Jürgen Doetz, Präsident des Verbands Privater Rundfunk und Telemedien (VPRT), setzt sich weiterhin für eine Grundverschlüsselung der privaten Programmanbieter ein. Im Interview mit dem Branchendienst "Digital Insider" räumt der oberste Interessenvertreter des deutschen Privatfernsehens ein, dass es bei der Digitalisierung falsch war, TV-Sender wie bei der analogen Übertragung unverschlüsselt auszustrahlen. "Ja, es war und ist ein Fehler, eine Infrastruktur auf- und zu bauen, die nicht in der Lage ist, zu adressieren", so Doetz in dem Dienst. Im Gegensatz zu einem Pay-TV-Sender, der jedem seiner Kunden eine Smartcard für den Empfang seiner verschlüsselten Programme aushändigt, hätten die Free-TV-Sender keinerlei Kundenkontakte. In Zeiten einbrechender Werbeeinnahmen werde dieser Kontakt jedoch für die Sender immer wichtiger, hieß es.
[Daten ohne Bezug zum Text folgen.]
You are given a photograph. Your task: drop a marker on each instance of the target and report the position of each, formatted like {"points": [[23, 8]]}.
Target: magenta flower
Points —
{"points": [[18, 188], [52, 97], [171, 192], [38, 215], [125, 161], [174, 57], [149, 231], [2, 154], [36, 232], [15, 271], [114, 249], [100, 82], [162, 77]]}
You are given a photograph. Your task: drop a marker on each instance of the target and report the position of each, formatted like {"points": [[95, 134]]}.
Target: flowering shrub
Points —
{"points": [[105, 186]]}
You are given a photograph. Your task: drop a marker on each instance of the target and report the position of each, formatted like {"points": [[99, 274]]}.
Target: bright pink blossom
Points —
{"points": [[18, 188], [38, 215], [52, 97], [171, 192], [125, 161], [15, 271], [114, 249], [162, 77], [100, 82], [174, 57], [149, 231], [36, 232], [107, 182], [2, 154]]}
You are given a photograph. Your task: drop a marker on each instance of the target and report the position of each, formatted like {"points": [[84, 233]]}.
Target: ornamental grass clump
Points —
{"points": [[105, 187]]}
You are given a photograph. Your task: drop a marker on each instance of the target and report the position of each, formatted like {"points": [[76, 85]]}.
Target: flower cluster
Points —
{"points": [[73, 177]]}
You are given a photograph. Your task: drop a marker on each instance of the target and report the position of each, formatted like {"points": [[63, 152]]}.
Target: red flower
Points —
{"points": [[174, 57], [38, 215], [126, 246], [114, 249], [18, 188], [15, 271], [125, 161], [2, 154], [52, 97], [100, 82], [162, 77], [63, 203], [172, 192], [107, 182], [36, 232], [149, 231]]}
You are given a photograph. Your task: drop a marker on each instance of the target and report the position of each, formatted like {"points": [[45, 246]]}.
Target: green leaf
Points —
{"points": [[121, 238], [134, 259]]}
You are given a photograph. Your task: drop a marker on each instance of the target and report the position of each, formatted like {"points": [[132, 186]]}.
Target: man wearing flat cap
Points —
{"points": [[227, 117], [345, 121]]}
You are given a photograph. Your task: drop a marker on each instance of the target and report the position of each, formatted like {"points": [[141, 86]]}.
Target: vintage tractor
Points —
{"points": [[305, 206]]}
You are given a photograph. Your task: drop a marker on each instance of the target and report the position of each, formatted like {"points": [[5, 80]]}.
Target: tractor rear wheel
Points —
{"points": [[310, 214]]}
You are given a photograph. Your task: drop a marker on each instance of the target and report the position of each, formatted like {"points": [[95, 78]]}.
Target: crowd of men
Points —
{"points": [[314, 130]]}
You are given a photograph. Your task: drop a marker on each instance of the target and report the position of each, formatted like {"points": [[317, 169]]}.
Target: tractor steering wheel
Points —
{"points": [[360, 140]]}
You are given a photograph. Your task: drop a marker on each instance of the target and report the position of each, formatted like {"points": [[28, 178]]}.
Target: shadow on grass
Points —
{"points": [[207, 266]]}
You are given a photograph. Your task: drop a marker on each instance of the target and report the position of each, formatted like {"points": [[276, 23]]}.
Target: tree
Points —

Im Interview verteidigte Doetz ferner die Forderungen der Privatsender, das Ad-Skipping, also das Vorspulen des Werbeblocks bei Aufnahmen, zu unterbinden. "Wenn der Verbraucher die Werbung nicht mehr akzeptiert, muss er konsequenterweise auf das Programmangebot verzichten oder eben dafür bezahlen", erklärt der VPRT-Präsident gegenüber "Digitzal Insider".